Dear Black Boys

Dear Black Boys,

I'm sorry.

I'm sorry that I have to write to you this way.

I'm sorry that you had no choice but to be born in a society where it's still "ok" to be profiled solely based on the color of your skin.

My heart hurts because at some point your parents will have to sit you down and attempt  to explain how you should conduct yourself in public. I'm sorry that they will have to remind that moment you were born a target was placed on your back.

Truth is, there is no real, reasonable explanation as to why you must gird yourself in a particular manner when you're a merely walking down the street, minding your own business. But "America" has decided that minding your business, walking home is grounds for someone to make assumptions, stalk you, then kill you, if they so choose.

I'm sorry that are more folks who would rather profile you as a hoodlum, thug, burglar than there are of those who would give you a chance to defy the stereotypes society has established way before you were even thought of.  After 200 years of hard work, blood, sweat and tears I am sorry to tell you that there is still tons of work to be done.

I'm sorry that when you learn about Emmet Till you will also have to learn about Yusef Hawkins, James Bryd Jr.,Oscar Grant and Trayvon Martin. No, one murder was not enough to provoke change, I'm sorry.

I urge you not to fear for your lives and those to come after yours but to fight for it! Change is your responsibility. We need not to wait on the next Dr. King for uprising change. Change starts with you.  I'm sorry to tell you but , you are the change!
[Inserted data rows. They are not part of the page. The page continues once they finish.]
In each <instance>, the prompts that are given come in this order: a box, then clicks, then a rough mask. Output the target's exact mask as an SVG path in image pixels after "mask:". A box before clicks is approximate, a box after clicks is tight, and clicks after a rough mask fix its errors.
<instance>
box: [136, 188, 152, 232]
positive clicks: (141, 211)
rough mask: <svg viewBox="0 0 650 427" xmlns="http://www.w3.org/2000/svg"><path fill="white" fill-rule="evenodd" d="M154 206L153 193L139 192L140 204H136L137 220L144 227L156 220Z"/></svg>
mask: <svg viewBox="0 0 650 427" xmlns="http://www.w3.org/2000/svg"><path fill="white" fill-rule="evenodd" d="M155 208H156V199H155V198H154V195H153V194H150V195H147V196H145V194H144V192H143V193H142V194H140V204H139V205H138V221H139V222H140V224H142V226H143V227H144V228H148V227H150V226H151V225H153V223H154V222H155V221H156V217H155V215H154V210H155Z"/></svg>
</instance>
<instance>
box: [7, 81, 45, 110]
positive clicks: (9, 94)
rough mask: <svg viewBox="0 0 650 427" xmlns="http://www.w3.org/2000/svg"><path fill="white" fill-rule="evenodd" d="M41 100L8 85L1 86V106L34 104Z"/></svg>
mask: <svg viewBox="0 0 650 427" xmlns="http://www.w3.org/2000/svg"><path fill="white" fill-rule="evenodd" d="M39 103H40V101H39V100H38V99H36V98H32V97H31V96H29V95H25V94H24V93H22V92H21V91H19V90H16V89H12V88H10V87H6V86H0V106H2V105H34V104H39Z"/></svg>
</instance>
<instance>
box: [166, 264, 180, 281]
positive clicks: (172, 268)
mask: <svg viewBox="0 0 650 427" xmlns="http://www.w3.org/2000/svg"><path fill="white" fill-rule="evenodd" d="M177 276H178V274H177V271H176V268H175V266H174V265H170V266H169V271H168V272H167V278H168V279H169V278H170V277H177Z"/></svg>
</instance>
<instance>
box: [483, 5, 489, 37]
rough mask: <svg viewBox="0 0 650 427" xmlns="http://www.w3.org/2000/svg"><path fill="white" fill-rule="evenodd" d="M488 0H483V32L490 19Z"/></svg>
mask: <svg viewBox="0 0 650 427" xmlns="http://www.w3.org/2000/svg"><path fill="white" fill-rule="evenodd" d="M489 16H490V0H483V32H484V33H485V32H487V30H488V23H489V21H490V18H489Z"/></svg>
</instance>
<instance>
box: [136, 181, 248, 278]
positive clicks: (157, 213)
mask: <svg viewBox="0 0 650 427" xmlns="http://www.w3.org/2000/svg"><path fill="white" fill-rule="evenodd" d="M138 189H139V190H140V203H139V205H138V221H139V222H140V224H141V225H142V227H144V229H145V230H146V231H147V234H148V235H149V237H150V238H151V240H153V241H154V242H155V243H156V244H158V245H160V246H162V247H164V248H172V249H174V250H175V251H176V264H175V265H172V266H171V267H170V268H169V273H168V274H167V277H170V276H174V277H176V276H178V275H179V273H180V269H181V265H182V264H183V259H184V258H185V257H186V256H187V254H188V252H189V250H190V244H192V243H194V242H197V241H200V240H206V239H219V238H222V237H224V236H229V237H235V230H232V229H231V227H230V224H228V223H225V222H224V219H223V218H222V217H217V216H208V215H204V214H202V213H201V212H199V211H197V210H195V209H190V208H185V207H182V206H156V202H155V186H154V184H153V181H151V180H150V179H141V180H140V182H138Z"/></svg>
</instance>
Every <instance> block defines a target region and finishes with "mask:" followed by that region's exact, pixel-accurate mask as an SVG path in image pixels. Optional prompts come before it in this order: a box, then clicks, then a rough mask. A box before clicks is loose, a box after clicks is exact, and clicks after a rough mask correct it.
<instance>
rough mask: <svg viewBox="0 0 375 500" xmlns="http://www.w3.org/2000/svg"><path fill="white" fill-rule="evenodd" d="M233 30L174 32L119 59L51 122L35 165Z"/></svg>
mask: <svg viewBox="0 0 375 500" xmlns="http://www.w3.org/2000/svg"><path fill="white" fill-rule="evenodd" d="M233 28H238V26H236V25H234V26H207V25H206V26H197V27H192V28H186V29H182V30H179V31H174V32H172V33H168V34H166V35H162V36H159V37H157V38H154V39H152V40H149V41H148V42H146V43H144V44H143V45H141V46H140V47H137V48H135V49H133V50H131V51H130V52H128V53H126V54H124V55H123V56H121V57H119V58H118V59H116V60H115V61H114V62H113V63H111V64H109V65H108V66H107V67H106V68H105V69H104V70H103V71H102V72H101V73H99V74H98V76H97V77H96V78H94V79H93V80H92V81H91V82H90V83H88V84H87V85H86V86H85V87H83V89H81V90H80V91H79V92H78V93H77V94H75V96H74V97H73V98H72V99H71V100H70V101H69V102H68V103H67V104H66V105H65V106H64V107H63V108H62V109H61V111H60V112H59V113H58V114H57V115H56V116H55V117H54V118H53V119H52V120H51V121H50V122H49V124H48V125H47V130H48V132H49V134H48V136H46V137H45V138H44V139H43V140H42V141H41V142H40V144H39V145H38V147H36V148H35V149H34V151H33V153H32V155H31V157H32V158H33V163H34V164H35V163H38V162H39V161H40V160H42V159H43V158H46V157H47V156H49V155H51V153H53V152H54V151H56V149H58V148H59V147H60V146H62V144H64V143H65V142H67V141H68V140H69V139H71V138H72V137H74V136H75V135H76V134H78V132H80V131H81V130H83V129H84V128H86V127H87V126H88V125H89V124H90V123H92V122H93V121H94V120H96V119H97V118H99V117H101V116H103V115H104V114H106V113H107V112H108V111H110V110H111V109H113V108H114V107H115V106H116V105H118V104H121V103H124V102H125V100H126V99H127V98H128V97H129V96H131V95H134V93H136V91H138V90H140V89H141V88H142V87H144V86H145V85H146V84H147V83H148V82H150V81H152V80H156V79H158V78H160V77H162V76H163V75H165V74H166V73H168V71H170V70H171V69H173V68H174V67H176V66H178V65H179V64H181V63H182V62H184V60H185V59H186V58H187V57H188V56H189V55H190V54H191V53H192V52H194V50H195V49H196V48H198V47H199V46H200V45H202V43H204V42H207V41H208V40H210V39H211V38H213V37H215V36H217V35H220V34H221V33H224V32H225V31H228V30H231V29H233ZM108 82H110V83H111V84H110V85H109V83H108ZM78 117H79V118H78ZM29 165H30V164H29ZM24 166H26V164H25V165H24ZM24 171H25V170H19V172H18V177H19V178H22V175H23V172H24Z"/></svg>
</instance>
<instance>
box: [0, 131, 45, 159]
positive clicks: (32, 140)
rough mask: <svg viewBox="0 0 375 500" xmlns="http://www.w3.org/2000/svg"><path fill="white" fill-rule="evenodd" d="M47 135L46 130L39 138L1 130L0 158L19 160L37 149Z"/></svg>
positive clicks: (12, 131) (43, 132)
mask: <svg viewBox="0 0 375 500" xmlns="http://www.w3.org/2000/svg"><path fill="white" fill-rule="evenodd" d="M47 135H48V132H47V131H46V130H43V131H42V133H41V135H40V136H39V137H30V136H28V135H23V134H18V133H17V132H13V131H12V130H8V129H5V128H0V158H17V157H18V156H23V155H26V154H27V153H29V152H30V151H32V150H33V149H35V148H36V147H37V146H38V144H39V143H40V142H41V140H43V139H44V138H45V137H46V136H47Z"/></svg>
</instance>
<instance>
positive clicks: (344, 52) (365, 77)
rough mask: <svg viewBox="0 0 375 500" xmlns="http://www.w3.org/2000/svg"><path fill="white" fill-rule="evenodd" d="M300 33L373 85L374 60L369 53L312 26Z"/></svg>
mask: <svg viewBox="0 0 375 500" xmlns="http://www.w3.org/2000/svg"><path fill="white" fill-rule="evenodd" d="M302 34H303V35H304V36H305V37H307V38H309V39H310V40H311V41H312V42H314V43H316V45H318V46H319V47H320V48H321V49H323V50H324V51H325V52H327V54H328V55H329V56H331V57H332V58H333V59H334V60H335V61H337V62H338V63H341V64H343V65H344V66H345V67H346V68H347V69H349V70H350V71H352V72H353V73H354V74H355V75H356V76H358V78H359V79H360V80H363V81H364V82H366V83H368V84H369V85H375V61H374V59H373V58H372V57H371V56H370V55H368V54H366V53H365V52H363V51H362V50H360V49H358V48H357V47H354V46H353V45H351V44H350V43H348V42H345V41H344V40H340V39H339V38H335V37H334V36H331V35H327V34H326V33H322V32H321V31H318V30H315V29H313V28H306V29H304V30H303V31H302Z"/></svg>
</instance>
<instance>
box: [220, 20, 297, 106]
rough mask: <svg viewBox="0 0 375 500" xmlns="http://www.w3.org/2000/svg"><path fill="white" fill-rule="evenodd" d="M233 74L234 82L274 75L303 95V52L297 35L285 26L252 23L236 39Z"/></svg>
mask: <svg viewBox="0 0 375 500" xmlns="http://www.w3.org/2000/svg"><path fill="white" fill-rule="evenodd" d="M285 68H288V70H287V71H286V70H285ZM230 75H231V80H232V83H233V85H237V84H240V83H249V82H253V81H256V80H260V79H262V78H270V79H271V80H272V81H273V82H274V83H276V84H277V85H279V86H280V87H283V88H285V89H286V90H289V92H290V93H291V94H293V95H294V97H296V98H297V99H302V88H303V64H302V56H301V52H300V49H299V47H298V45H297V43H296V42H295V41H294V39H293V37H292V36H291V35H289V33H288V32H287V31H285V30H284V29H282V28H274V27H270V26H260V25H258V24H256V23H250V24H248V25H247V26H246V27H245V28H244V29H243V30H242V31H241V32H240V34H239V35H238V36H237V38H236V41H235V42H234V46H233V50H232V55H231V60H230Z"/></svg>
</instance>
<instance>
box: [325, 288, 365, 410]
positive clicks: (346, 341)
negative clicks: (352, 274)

Black males will not be respected, honored and valued until black males respect, honor and value each other. No, brotherhood is not going to end the racial ignorance that's running rampant throughout our country but it will set a standard.  America is watching. Watching to see how you will treat each other, how you will help one another, how you will care for another. You will teach America how to treat you and your brethren. I'm sorry to tell you, they are going learn from you.

Be the standard! Set it and stick to it.

I wish things were different. I wish you wouldn't have to worry about the value of the life of a  black man. I'm sorry that our change has yet to come. But I'm prayerful and hopeful that the pursuit of change has only just begun. 

I'm sorry that they probably won't mention the historic precedents, civil unrests and protests that were intended to evoke change in your history books. But that does not stop you from learning. Allow what you learn to stimulate you enough to strive to be what they say you can't and will never will become. Prove them wrong.

I'm sorry to tell that what you do is not just for you but for those that follow. Make what you do count.

I value you! I honor  you. I cherish you. I understand how important black males are. Be the example and teach people the same.